A much reduced impact of monsoon rains on food grain and horticulture production and rapid expansion of livestock and fisheries sectors have sustained India’s growth in the agricultural and allied sector in the last decade. This is despite patchy and uneven performance of monsoon rains over the years.
The “agriculture and allied activities” clocked a robust growth in gross value added (GVA) of 4.6% at constant prices during the July-September period of 2022-23, which was even better than many analysts estimated, given the delayed monsoon and kharif sowing activities. The sector had grown at strong rate of 4.5% in the previous quarter too.
The high farm GVA growth was largely driven by better performance of “allied sectors” particularly livestock and fisheries.
According to official data, the livestock sector grew at a compound annual growth rate (CAGR) of 8.15% over the five years ending 2019-20. In contrast, the production of rice, wheat and coarse cereals expanded at CAGRs of 2.7%, 2.9% and 4.8% respectively between 2015-16 to 2020-21. Production of horticultural crops — fruits, vegetables, plantation and spices which contribute a third of agriculture GVA, have witnessed a sustained growth in recent years. “Livestock sector growth has been sustained in the last decade, to a large extent insulated from the performance of monsoon,” CSC Sekhar, professor, Institute of Economic Growth, University of Delhi, told FE.
Sekhar, also the member of a panel set up by the agriculture ministry on minimum support price (MSP) said that while temporal distribution of monsoon rains has been patchy for many years, several regions have received adequate rainfall thus minimising its impact on agriculture.
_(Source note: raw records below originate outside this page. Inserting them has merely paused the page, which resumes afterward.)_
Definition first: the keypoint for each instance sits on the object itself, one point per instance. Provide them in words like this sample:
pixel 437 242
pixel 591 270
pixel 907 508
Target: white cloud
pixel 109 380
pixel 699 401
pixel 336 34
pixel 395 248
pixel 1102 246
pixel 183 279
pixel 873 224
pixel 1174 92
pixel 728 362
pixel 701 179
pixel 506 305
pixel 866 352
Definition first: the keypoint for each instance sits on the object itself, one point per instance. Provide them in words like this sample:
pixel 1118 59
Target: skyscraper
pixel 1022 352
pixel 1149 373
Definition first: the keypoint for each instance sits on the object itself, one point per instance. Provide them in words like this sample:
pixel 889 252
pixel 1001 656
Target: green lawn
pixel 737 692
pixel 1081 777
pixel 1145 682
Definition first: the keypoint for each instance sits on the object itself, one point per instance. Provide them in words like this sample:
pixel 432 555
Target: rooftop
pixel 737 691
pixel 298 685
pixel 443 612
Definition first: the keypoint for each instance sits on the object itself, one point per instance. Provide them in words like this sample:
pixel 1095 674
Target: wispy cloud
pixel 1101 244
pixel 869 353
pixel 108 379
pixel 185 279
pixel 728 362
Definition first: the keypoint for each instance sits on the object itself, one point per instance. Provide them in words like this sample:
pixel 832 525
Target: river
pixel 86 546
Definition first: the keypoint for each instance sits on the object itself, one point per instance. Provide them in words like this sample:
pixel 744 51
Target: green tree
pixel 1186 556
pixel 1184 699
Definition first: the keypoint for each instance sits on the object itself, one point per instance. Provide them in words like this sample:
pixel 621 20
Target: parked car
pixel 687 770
The share of the agriculture and allied sector in total gross value added (GVA) of the economy has been around 18% in the last decade with the exception of 2020-21 and 2021-22 when the share rose to 20.2% and 18.8% respectively.
The contribution of livestock and fisheries sectors in agricultural GVA have been rising while the share of the crop sector has declined (see chart).
According to an agriculture ministry official, the government’s procurement of rice and wheat is carried out mostly in those states such as Punjab, Haryana, Madhya Pradesh and Telangana which mostly have irrigation facilities thus minimising impact of deficient monsoon rains.
The MSP of paddy and wheat has been consistently rising at slightly higher than earlier in recent years thanks to the policy of cost-plus-50% returns ensured since 2019-20 marketing year. Also, with the exception of the current rabi marketing year (April-June) when wheat procurement dropped sharply, MSP purchases from the farmers have been around 60 million tonne (MT) annually.
India’s food grain production fell 5% to 252 MT in 2104-15 crop year (July-June) compared to previous year, while monsoon was 12% below the normal benchmark. However, there was no significant fall in foodgrain output in 2018-19, while monsoon rainfall was 9% lower than than normal benchmark.
S Mahendra Dev, former chairman of Commission for Agricultural Costs and Prices (CACP) also said that even in case of deficient monsoon rains, several regions do receive adequate rainfall thus minimising impact of monsoon on agriculture sector.
“Livestock sector, especially dairy and fisheries, have been witnessing a sustained growth rate irrespective of monsoon performance because of rising demand and improvement in the value chain,” Dev said.
Stating that livestock and fisheries have been experiencing buoyant growth and has helped the agricultural sector perform well, the economic survey (2021-22) has noted that in 2018-19, the growth in the agriculture was buoyed by the performance of livestock and fisheries even though the growth of GVA for crops contracted 1.6%.